Monday, July 20, 2009

Spiced Beer Brined Pork Chops with Skillet Corn, Jalapenos, and Heirloom Tomatos

If this doesn't convert those who dislike pork chops, then I surrender, and suggest you use the brine on chicken. It gives the meat an otherworldly, freshly killed vibrancy, provided you still take the time to cook it correctly. Remember - brine is like Cliff Notes for a cook - they give you a quick leg up but can't do all the work for you:)

By the way - I can't remember how I made the Skillet Corn so I'll post the recipe when I make it again.

Spiced Beer Brined Pork Chops

2 double cut, bone-in pork chops

Brine Ingredients:
2 cups water
2 cups dark beer (such as a Boch or Hefeweisein - no 'light' beers or sissy lagers)
1/4 cup kosher salt
1 bay leaf
1 cinnamon stick, broken into shards
3 tablespoons packed brown sugar
3 tablespoons molasses
1 cup ice cubes

Rub Ingredients:
1 tablespoon dried thyme
2 teaspoons kosher or sea salt
1/2 teaspoon ancho chili powder
1 teaspoon paprika
1/2 teaspoon garlic powder
1/8 teaspoon ground ginger
1/8 teaspoon ground cinnamon

fresh cracked black pepper

Make the brine by combining all of the brine ingredients, except the ice together until the molasses and sugar have blended well into the other ingredients in a large bowl or wide dish big enough to hold the chops with the brine. Stir in the ice, then add the chops, making sure they are submerged in the brine. Regrigerate at least 4 hours and up to 8, removing from the fridge 30 minutes before cooking.

When ready to grill, preheat your outdoor grill if using (I just used my stovetop grill pan and it worked great) to medium high heat. Remove the chops from the brine and gently pat dry. Have all of the rub ingredients mixed together, then sprinkle it over every inch of the chops, rubbing in to get a good coat. Sprinkle with fresh cracked pepper lightly on both sides (you can add a pinch more salt if you want as well), then grill about 8-10 minutes per side (or until an instant read thermometer inserted into the centers registers 145.) Transfer to a holding plate or platter, tent loosely with foil, and let stand 5 minutes before cutting into.

Tuesday, July 7, 2009

Jalapeno and Celery Chutney

This is my Texas twist on a Lidia Bastianich recipe. Yet I know there's nothing I can write to make it sound sexy. All I can tell you is, I don't even like celery and this is my absolute favorite thing to eat on my rooftop over plain old cream cheese, scooped up on crostini with a glass of wine.

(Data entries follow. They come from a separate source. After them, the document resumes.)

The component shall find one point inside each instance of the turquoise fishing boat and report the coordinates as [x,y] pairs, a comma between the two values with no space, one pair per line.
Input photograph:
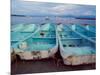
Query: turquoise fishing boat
[19,33]
[42,44]
[75,49]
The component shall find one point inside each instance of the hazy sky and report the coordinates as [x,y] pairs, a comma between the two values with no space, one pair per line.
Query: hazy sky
[21,7]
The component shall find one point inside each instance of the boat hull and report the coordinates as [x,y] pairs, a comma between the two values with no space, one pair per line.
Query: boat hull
[31,55]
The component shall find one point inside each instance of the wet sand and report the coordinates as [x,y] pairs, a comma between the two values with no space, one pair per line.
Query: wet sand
[45,65]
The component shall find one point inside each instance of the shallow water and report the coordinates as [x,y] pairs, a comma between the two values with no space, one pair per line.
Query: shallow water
[39,20]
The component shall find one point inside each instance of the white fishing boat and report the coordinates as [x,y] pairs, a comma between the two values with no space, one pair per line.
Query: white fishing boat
[75,49]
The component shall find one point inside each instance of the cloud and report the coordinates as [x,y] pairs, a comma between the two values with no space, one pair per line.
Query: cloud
[43,8]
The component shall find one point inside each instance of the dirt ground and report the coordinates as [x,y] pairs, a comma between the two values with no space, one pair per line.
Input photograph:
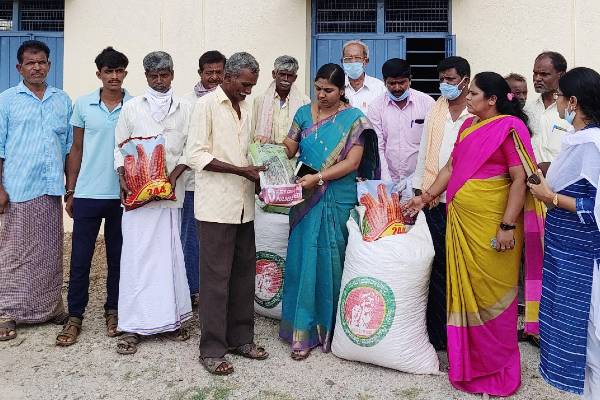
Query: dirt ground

The jalapeno doesn't add heat, but rather depth (I am sensitive to heat but would even consider adding more next time) and the whole thing is entirely more delicious than the sum of its parts. (Lidia even suggests serving it over ice cream - I wouldn't go that far as I think it's best in contrast against a savory component - a la cream cheese or even on warmed brie.)

And though I will keep this in my year round repertoire (it would be particularly gorgeous at Christmas over cream cheese as an appetizer) - it will always remind me of summer with its bright grassy, sweet crunch.

Jalapeno and Celery Chutney

2 pounds firm celery stalks, medium size
1 medium jalapeno, ribs removed, minced (I leave in the seeds and don't find it too hot - up to you.)
1 cup sugar
1/4 teaspoon fine sea salt or kosher salt
1/2 cup freshly squeezed lemon juice (about 4 lemons)

Recommended equipment:
A heavy 3- or 4-quart saucepan with a cover

1. Rinse, dry, and trim the celery stalks. Shave off any tough and stringy outer peel with a vegetable peeler. Slice the stalks crosswise in half; slice all these chunks lengthwise into very thin sticks, about 1/8-inch thick. Cut the sticks crosswise into 1/8-inch cubes and bits (the size of pickle relish). You should have 6 to 7 cups of fine celery pieces.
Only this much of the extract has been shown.